先ほどまでうろちょろと攻撃を仕掛けてきていた、目障りな人間達の気配も、近くにはない。
それでも、この空間全体を満たす、調和のとれた精霊の力、そして眠りにつかされる際にいつも感じる気配を、ウルガンドは確かに察知した。
これから自分の身に何が起ころうとしているのかだけは、彼は理解した。
グオオオオオオオオオオオオオオッ!!
ウルガンドは、これまでにないほどの巨大な咆哮を上げ、全身全霊で、その体を動かそうともがいた。
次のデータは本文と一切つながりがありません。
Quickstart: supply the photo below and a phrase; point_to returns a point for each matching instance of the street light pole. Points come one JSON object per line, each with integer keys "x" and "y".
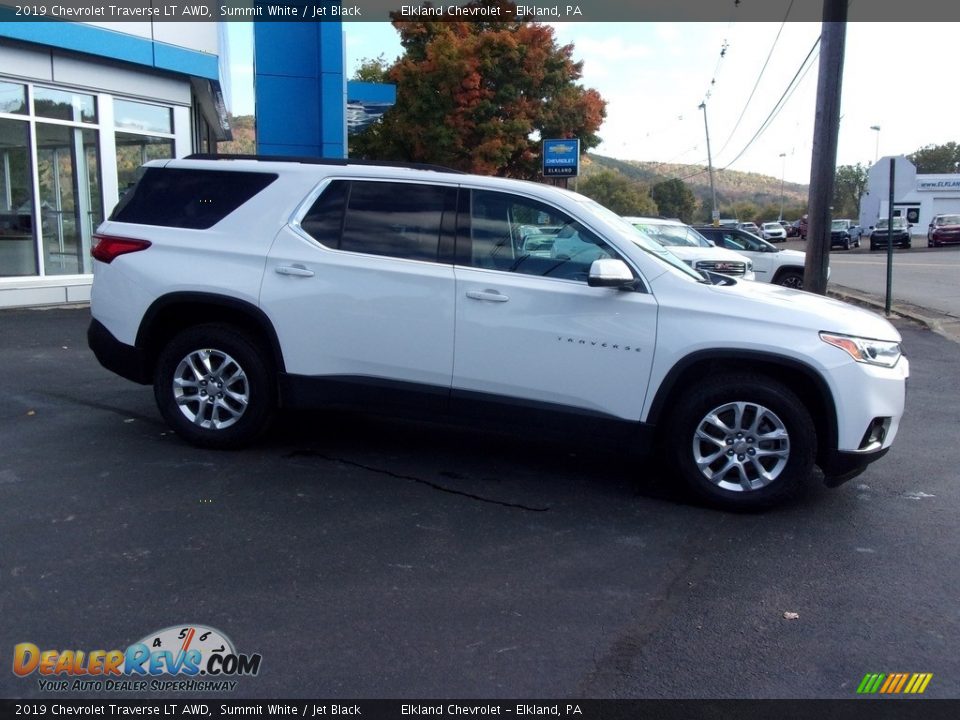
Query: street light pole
{"x": 783, "y": 172}
{"x": 715, "y": 217}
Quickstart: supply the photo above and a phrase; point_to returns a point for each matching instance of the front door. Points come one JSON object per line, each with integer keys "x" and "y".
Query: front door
{"x": 529, "y": 329}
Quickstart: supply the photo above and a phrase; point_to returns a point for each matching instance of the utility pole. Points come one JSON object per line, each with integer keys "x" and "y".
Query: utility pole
{"x": 826, "y": 128}
{"x": 783, "y": 172}
{"x": 715, "y": 216}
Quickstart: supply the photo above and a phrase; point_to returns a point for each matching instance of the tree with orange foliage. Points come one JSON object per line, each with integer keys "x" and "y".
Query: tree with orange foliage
{"x": 478, "y": 96}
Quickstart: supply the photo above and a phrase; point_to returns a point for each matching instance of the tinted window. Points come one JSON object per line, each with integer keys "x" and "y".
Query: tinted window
{"x": 324, "y": 221}
{"x": 195, "y": 199}
{"x": 516, "y": 234}
{"x": 399, "y": 220}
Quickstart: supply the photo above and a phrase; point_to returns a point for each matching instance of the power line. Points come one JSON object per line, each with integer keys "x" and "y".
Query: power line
{"x": 759, "y": 78}
{"x": 791, "y": 86}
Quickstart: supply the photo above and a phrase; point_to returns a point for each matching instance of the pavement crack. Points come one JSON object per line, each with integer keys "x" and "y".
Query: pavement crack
{"x": 421, "y": 481}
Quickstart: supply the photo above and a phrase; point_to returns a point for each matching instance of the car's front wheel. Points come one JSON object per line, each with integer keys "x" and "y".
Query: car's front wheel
{"x": 742, "y": 442}
{"x": 214, "y": 386}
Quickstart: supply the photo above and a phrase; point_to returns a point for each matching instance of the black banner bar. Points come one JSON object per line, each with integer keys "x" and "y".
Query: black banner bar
{"x": 541, "y": 10}
{"x": 854, "y": 709}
空間が大きく激しく振動し、その声の圧力だけで、誰もが吹き飛ばされそうになる。
だが、リヒトの遺した神気の鎖はあまりにも強力で、ウルガンドは、その腕の一本も動かすことができない。
怒りと焦りが頂点に達したウルガンドの分厚い胸の上に、再び巨大な光の球が浮かんだ。
「攻撃が来るぞ!」
セキレイが鋭く叫び、儀式を守るように一歩前に出た、その瞬間。ウルガンドを中心として、四方八方に、無数の光の矢が降り注いだ。
「儀式を死守しろ!」
「見えないからって、めちゃくちゃに撃ってきやがった!」
ダンが、即座に炎の壁を生み出す構えをとる。
リオは、神官達の目の前の空間を、ウルガンドを挟んでちょうど反対側の、何もない壁際へと繋げた。
ヴァルはセキレイの姿へと変身し、本物と同じように、一歩前に出て防御の体勢をとる。
シュウは剣を、エティエンヌは特殊兵装を装着した左腕を、それぞれ高く掲げ、着弾の完璧なタイミングをはかっている。
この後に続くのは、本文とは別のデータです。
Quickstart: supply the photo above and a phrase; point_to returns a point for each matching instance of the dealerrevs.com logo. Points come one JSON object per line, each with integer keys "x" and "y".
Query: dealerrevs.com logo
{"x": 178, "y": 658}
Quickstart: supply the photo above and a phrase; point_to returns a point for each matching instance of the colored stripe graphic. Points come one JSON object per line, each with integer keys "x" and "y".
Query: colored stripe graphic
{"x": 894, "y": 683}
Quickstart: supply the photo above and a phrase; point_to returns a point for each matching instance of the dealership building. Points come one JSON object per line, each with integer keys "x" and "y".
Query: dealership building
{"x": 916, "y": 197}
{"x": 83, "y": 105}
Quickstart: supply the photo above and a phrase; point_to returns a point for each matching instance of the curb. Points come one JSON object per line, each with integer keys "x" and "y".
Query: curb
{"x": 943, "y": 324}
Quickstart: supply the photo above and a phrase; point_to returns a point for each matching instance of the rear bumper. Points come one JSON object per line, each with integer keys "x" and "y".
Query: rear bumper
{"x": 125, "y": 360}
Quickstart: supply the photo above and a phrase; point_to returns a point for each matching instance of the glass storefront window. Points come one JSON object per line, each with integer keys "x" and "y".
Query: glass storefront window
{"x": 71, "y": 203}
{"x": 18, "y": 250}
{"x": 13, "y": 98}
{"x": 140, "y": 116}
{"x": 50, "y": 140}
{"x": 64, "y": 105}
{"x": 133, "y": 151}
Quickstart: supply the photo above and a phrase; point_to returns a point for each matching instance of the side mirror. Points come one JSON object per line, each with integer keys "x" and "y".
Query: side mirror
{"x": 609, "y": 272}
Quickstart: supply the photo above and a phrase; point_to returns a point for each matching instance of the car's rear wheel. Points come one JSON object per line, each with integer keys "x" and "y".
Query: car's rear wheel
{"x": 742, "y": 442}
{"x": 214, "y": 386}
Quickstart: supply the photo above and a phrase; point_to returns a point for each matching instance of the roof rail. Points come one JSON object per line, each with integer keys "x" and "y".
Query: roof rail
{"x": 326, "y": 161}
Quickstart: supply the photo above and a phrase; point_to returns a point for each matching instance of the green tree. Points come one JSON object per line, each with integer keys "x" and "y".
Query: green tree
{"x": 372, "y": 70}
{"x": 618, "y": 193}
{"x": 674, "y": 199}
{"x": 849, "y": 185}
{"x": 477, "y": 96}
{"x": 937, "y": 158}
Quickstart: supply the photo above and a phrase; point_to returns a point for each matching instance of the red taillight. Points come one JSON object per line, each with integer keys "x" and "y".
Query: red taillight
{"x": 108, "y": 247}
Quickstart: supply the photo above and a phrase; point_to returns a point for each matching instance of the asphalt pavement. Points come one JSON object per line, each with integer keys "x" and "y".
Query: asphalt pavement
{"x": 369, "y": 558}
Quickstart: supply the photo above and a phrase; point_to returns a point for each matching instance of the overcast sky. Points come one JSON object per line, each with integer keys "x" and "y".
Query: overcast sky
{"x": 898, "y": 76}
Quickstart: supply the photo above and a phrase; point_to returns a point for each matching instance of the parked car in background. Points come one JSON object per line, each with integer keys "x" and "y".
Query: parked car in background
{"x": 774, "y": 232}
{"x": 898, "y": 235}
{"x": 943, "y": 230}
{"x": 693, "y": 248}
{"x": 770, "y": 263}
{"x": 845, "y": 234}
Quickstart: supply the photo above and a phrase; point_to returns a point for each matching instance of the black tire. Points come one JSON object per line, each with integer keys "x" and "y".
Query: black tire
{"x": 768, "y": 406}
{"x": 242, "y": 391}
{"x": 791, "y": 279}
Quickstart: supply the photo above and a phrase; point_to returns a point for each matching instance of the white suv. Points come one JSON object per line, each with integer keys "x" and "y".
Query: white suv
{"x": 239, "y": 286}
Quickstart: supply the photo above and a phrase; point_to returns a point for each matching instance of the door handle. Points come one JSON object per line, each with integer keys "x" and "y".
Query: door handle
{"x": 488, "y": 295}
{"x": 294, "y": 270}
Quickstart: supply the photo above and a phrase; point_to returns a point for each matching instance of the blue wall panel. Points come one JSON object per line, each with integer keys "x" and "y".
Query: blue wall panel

それぞれが己の能力を極限まで発揮して、降り注ぐ光の矢を弾き、防ぎ、移動させ、そして斬り裂いていく。
彼らが体を張って守っているその場所以外は、光の矢がまるで豪雨のように降り注ぎ、地下神殿の壁も地面も、無数の穴だらけになっていく。
「また来るぞ!」
ウルガンドは、休むことなく、次なる光球をその胸の上に浮かび上がらせた。
「何度も同じように防げねえぞ!」
ダンが焦った口調で叫んだ。
そのつど全力での防御が必要となる、この苛烈な攻撃を繰り返されれば、いずれ追いつけなくなるのは自明だった。
セキレイは腹を決めた。
一気に跳躍し、シュウのように、光球そのものを斬りに行く。
一歩間違えれば、無数の矢が至近距離で直撃する。だが、絶対防御を持つ自分なら、あるいは、生きて戻れる可能性がある――。
彼女が地面を蹴ろうとした、まさにその時だった。
あれほどまでに激しかった、ウルガンドの苦悶の唸り声がふっと消え、彼の胸の上でまばゆい光を放っていた光球も、まるで陽炎のように霧散した。